Project Description¶

Lego is a well-known brand worldwide, famous for its wide range of toys, popular movies, and successful video games. In this project, we will explore an important moment in Lego’s history: the introduction of licensed sets, such as Star Wars, Super Heroes, and Harry Potter.

The launch of Lego’s first licensed series, Star Wars, was very successful and led to many more collaborations with other popular themes. We will imagine that the partnerships team has asked us to analyze this success. Before we begin the analysis, we will review the descriptions of the two datasets we will use, shown below.

The Data¶

lego_sets.csv¶

Column	Description
`set_num`	A unique code for each Lego set. This is very important because a missing value means the set is a duplicate or invalid.
`name`	The name of the Lego set.
`year`	The year the set was released.
`num_parts`	The number of pieces in the set. This is not critical for our analysis, so missing values are okay.
`theme_name`	The name of the sub-theme the set belongs to.
`parent_theme`	The name of the main theme the set belongs to. This matches the `name` column in the parent_themes dataset.

parent_themes.csv¶

Column	Description
`id`	A unique code for each parent theme.
`name`	The name of the parent theme.
`is_licensed`	A Boolean value showing if the theme is licensed or not.

The Rebrickable dataset contains information about every Lego set ever sold, including set names and the bricks they contain. Although Lego bricks are small, this is a large and rich dataset. In this project, we will use this data along with the pandas library to explore the history of Lego’s licensed sets. We will also calculate what percentage of all licensed sets are themed around Star Wars.

This project will help us understand how licensed partnerships shaped Lego’s product line an contributed to its success.

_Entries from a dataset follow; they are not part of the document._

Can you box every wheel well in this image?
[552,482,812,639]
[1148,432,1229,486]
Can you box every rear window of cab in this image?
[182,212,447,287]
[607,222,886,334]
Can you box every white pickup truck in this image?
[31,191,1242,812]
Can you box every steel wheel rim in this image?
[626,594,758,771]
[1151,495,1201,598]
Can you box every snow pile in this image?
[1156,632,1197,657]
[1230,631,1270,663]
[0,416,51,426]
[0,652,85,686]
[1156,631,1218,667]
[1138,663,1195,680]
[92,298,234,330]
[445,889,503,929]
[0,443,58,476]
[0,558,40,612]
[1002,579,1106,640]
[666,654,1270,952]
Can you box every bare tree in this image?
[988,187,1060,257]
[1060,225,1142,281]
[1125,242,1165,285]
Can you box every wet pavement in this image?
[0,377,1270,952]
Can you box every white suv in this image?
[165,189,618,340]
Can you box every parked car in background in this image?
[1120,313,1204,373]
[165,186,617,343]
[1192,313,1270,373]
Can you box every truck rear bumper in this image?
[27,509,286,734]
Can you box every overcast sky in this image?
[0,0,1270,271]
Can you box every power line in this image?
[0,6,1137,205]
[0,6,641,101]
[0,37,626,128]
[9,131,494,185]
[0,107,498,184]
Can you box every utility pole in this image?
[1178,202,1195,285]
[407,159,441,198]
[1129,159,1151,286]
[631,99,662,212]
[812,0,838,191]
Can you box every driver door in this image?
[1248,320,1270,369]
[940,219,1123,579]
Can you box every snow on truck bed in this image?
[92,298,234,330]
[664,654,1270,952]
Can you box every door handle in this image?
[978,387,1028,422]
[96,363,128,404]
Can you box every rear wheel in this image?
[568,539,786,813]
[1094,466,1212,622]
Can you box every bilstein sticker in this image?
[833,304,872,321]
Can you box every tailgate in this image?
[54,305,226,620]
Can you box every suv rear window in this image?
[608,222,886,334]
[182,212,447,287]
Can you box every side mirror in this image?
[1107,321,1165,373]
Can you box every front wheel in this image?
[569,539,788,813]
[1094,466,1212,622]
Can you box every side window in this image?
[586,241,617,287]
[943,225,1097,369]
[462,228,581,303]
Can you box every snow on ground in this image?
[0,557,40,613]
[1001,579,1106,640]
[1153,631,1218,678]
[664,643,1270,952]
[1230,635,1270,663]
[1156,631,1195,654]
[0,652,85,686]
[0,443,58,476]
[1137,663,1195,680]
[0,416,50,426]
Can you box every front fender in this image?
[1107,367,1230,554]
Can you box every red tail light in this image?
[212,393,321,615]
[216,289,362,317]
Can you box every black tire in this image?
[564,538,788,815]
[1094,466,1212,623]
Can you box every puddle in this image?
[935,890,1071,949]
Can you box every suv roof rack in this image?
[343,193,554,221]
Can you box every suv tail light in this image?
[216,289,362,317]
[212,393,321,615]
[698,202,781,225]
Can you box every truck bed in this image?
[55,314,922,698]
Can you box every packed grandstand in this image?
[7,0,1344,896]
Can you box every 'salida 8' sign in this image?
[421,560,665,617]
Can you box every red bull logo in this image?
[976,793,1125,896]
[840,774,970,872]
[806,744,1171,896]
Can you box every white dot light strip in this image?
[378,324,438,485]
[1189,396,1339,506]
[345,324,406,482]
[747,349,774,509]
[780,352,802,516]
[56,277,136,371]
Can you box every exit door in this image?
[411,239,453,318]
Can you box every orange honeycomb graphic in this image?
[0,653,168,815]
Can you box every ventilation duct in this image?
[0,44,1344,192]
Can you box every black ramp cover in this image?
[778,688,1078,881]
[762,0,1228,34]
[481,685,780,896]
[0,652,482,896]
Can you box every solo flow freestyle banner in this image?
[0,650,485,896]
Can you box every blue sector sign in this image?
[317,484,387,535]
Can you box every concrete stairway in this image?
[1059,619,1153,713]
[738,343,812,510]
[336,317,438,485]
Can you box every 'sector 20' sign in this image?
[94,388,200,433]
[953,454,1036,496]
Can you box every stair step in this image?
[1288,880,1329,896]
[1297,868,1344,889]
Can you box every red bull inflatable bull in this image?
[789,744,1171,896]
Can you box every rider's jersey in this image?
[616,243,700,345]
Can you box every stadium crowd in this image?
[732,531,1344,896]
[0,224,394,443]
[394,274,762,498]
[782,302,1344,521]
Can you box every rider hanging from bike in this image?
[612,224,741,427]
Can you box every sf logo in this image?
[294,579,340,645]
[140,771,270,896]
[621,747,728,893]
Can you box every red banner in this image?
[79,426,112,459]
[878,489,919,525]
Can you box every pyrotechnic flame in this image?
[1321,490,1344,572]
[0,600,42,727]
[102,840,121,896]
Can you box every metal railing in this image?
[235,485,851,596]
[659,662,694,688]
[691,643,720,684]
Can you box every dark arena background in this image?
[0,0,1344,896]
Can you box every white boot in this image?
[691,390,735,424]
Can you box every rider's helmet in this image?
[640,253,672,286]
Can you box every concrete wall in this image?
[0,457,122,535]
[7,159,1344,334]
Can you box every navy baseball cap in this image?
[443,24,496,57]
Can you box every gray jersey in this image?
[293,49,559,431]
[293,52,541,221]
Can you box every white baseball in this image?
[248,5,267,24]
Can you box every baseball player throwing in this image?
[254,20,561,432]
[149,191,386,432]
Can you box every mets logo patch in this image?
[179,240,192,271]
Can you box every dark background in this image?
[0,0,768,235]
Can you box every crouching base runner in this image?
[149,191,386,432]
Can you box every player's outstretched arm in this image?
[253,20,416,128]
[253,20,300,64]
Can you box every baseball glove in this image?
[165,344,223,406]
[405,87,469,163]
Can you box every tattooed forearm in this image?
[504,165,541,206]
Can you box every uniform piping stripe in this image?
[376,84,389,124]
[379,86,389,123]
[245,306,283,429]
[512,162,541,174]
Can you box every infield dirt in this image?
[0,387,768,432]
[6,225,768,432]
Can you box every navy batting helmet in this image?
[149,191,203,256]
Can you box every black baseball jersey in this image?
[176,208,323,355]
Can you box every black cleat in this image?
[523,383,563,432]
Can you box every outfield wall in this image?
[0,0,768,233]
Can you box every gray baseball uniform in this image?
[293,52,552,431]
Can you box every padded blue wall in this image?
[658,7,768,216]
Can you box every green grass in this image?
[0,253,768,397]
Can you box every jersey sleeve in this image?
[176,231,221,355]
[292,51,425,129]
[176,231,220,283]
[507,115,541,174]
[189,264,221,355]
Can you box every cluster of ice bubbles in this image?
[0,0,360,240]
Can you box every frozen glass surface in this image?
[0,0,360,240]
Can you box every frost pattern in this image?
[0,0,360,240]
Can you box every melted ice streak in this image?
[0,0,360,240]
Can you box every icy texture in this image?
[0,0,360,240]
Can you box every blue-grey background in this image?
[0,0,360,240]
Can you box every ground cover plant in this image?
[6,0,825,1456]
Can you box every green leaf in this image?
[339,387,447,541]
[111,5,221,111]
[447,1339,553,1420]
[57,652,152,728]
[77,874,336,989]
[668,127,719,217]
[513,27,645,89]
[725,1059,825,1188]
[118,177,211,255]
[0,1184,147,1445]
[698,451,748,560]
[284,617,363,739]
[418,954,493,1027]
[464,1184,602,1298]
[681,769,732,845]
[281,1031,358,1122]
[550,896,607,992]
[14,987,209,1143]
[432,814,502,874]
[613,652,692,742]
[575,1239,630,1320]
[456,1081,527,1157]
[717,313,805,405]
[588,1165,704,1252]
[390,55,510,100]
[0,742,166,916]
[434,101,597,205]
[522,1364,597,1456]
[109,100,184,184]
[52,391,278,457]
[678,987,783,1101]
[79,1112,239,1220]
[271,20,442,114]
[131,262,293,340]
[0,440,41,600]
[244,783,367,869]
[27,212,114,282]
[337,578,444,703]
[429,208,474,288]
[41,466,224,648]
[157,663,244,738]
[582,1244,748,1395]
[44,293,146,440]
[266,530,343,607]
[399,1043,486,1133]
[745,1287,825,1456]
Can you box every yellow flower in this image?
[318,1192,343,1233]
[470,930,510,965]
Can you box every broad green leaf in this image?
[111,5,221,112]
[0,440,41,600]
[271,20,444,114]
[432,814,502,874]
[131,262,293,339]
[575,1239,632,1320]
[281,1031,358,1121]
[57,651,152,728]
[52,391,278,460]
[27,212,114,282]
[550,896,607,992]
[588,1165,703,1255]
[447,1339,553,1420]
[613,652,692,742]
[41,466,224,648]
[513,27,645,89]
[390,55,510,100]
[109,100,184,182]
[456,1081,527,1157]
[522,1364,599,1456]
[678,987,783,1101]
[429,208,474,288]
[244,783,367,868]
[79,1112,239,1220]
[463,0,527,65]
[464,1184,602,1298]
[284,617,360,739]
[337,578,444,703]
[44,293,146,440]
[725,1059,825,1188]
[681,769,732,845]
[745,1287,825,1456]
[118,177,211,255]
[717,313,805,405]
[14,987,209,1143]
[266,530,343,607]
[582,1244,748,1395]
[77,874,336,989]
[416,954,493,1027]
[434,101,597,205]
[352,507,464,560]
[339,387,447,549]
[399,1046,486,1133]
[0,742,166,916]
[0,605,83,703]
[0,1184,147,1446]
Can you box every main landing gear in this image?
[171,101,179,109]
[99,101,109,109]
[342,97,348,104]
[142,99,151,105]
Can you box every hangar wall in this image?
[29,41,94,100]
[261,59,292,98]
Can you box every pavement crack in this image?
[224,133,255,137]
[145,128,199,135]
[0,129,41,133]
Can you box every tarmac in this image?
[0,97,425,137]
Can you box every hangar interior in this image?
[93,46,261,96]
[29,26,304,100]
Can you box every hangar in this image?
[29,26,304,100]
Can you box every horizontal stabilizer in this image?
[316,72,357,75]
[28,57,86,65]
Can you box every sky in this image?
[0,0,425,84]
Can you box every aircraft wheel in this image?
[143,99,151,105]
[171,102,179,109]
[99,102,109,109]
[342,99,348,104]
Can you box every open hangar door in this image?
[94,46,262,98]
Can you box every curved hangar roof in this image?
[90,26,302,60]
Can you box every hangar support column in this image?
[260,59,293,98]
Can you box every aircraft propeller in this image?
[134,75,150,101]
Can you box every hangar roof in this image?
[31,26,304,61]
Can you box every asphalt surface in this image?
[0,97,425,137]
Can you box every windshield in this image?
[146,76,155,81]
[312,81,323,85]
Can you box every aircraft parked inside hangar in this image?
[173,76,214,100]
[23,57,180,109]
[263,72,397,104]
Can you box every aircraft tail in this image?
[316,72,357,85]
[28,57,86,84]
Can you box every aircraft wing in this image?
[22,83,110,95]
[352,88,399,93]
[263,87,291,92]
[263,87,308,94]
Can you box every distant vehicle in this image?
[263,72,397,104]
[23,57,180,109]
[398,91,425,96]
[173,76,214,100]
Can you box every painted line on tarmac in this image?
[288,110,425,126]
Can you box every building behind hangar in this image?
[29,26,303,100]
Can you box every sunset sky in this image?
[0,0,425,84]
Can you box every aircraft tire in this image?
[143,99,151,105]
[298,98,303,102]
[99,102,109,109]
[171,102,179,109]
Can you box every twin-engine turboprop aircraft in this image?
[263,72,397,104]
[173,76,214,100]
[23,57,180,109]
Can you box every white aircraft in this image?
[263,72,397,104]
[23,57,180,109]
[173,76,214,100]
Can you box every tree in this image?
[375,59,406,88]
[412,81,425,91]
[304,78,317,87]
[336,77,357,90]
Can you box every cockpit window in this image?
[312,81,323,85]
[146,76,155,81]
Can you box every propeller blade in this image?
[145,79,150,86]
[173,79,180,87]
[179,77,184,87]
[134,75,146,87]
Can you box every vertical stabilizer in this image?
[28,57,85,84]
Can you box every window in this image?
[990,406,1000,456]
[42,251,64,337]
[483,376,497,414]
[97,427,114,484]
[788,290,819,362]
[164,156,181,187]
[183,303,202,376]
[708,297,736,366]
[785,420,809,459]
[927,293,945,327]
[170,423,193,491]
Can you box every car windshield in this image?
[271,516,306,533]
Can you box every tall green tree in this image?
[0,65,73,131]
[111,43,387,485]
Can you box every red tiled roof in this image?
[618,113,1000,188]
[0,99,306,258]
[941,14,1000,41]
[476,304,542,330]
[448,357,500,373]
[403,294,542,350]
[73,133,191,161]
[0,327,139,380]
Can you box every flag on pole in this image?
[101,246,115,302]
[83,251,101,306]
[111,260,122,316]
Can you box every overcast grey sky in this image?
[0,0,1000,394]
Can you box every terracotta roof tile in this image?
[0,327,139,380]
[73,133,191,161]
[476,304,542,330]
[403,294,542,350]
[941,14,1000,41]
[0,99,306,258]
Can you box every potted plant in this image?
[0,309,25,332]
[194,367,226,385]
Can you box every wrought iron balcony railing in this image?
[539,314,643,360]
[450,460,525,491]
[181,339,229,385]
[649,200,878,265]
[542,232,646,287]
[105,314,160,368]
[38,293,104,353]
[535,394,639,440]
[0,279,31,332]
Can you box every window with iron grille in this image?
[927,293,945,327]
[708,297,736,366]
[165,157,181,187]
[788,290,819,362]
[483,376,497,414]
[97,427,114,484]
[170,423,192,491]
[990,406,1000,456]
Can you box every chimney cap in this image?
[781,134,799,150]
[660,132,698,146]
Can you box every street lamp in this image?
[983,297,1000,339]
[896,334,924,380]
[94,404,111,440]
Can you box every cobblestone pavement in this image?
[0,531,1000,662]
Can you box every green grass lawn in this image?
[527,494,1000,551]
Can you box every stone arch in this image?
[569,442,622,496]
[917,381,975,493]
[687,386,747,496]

What percentage of all licensed sets ever released were Star Wars themed?¶

In [2]:

# Import pandas and read in the DataFrame
import pandas as pd
lego_sets = pd.read_csv('lego_sets.csv')
lego_sets.head()

Out[2]:

	set_num	name	year	num_parts	theme_name	parent_theme
0	00-1	Weetabix Castle	1970	471.0	Castle	Legoland
1	0011-2	Town Mini-Figures	1978	NaN	Supplemental	Town
2	0011-3	Castle 2 for 1 Bonus Offer	1987	NaN	Lion Knights	Castle
3	0012-1	Space Mini-Figures	1979	12.0	Supplemental	Space
4	0013-1	Space Mini-Figures	1979	12.0	Supplemental	Space

In [3]:

# Drop relevant missing rows
lego_sets_clean = lego_sets.dropna(subset=['set_num', 'name', 'theme_name'])
lego_sets_clean.head()

Out[3]:

	set_num	name	year	num_parts	theme_name	parent_theme
0	00-1	Weetabix Castle	1970	471.0	Castle	Legoland
1	0011-2	Town Mini-Figures	1978	NaN	Supplemental	Town
2	0011-3	Castle 2 for 1 Bonus Offer	1987	NaN	Lion Knights	Castle
3	0012-1	Space Mini-Figures	1979	12.0	Supplemental	Space
4	0013-1	Space Mini-Figures	1979	12.0	Supplemental	Space

In [4]:

# Get list of licensed sets
parent_themes = pd.read_csv('parent_themes.csv')
licensed_themes = parent_themes[parent_themes['is_licensed']]['name']
licensed_themes.head()

Out[4]:

7                    Star Wars
12                Harry Potter
16    Pirates of the Caribbean
17               Indiana Jones
18                        Cars
Name: name, dtype: object

In [5]:

# Subset for licensed sets
licensed = lego_sets_clean['parent_theme'].isin(licensed_themes)
licensed_sets = lego_sets_clean[licensed]
licensed_sets.head()

Out[5]:

	set_num	name	year	num_parts	theme_name	parent_theme
44	10018-1	Darth Maul	2001	1868.0	Star Wars	Star Wars
45	10019-1	Rebel Blockade Runner - UCS	2001	NaN	Star Wars Episode 4/5/6	Star Wars
54	10026-1	Naboo Starfighter - UCS	2002	NaN	Star Wars Episode 1	Star Wars
57	10030-1	Imperial Star Destroyer - UCS	2002	3115.0	Star Wars Episode 4/5/6	Star Wars
95	10075-1	Spider-Man Action Pack	2002	25.0	Spider-Man	Super Heroes

In [6]:

# Calculate the percentage of licensed sets that are Star Wars themed
all_sets = len(licensed_sets)
star_wars_sets = len(licensed_sets[licensed_sets['parent_theme'] == 'Star Wars'])
ratio = star_wars_sets / all_sets
the_force = int(ratio * 100)
print(f'The percentage of licensed sets that are Star Wars themed is {the_force}%.')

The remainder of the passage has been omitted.